Protecting the surface

To protect parts of the shoe that we do not want to modify we will use the Mask Brush 1. We increase the strength 2 of the brush to 1 for maximum protection and proceed as follows:

  • By clicking and dragging the mouse we will paint the protective mask
  • Holding down CTRL while painting will erase the mask
  • Pressing SHIFT while painting will blur the mask

After cleaning the model we will go to save a new file by clicking on the File > SAve As menu.

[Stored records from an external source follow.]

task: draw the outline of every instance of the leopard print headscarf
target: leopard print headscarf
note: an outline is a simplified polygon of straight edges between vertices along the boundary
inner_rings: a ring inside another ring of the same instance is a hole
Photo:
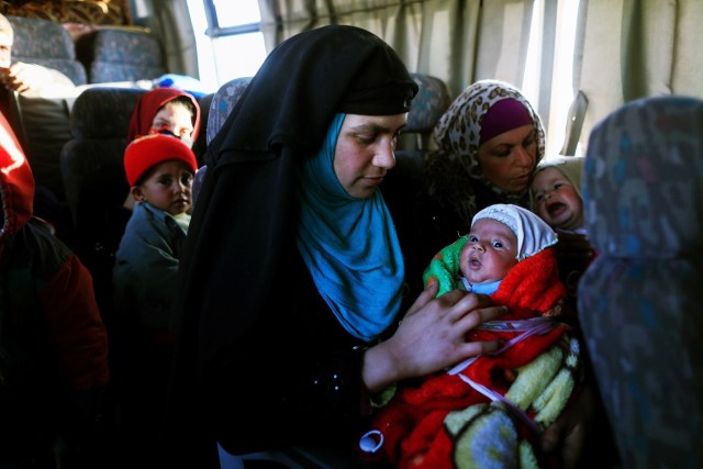
[[[529,206],[527,190],[509,193],[490,182],[479,166],[479,139],[483,116],[496,102],[513,98],[520,101],[532,118],[537,132],[535,166],[545,154],[545,130],[532,104],[512,85],[498,80],[481,80],[469,86],[451,103],[433,136],[439,149],[425,156],[427,192],[440,205],[450,204],[456,214],[469,222],[478,209],[477,197],[494,202]]]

[6/7] Correcting the texture

Removing the stains

Let's open the shoe texture in Photoshop. We use the Patch Tool 1 to erase the stains like this:

  • we select the area that contains a stain 2
  • we drag the selection to a clean point of the shoe

We repeat the operation until we eliminate a good number of stains. Let's save a new file by clicking on the File > Save As 3 menu.

Checking the result

In Blender, we click on the folder icon 1 of the texture node of the shoe material. We load the image we have just saved and check the result on the model 2.

We will repeat the operation every time we want to check the progress of the work.

Covering the support

Using the Lasso Tool 1 we select a piece of sole 2. Let's duplicate it in a new layer by clicking on the Edit > Copy and Edit > Paste menu 3. Let's move the new layer on top of the support using the Move Tool 4.

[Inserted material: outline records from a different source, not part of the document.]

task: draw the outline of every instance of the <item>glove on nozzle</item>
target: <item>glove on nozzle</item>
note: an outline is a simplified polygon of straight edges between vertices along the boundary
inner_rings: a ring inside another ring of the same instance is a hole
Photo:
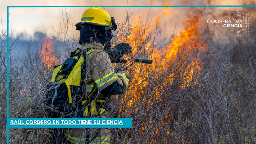
[[[132,48],[128,43],[122,43],[110,48],[108,53],[112,63],[124,63],[127,62],[126,60],[120,59],[124,54],[132,52],[130,49]]]

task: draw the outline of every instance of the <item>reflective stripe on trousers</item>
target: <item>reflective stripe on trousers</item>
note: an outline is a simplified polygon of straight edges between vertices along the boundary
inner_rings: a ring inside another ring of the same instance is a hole
[[[75,138],[69,135],[64,133],[65,137],[68,140],[68,141],[72,143],[76,144],[84,144],[86,143],[85,138]],[[91,138],[90,139],[91,139]],[[95,138],[94,140],[90,142],[90,144],[109,144],[110,142],[110,139],[102,137]]]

Duplicate the layer by dragging it on the Add Layer icon 5 of the layers panel. We move it to better cover the support and repeat the operation as long as necessary. From the layer panel menu we choose Merge Visible 6 to merge together all the layers we have created.

We select and duplicate another piece of sole. We click on the Edit > Free Transform menu 1 and position the layer to cover one side of the support. If necessary we can deform the layer by holding down CTRL while moving the control points 2. We repeat the operation as long as necessary.

We merge the layers and with the Patch Tool we finish the edges of the area. We overwrite the image by clicking on the File > Save menu 3.

Finally in Blender we reload the texture image and save a new file by clicking on the File > Save As menu.

[7/7] Exporting for My AR Studio

To export a GLB file optimized for My AR Studio we will modify both the texture and the model of the shoe. The aim is to make the file weigh as little as possible while maintaining the highest quality of the final result.

Optimizing the texture

Let's open the texture in Photoshop. We click on the menu Image > Image Size 1 and set the new size to 2048 pixels 2.

We click on the File > Save As 1 menu and save a new copy of the texture by choosing the jpg format 2.

Optimizing the model

We open the shoe in Blender and click the folder icon 1 on the material texture node. Then we select the image just saved 2 and load it 3.

Click on the Layout Tab 1 and activate Wireframe mode 2. With the shoe selected we add a Decimate Modifier 3. We decrease the Ratio value to 0.25 4 to reduce the number of polygons.

We activate the Solid mode 1 and notice that we see the edges of the polygons. We click on the menu Object > Shade Smooth 2 to set a soft shading.

Exporting the GLB

We go to the File > Export > glTF 2.0 menu 1. Then we open the Geometry panel and activate the Apply Modifiers 2 option to export the simplified geometry. We give the file a meaningful name and click on EXPORT GLTF 2.0 3.

Uploading to My AR Studio

Let's open My AR Studio and click the new project icon.

We drag the GLB file just exported into the window 1. We then set the lighting as desired and create the poster 2. We name the project 3 and finally publish it 4.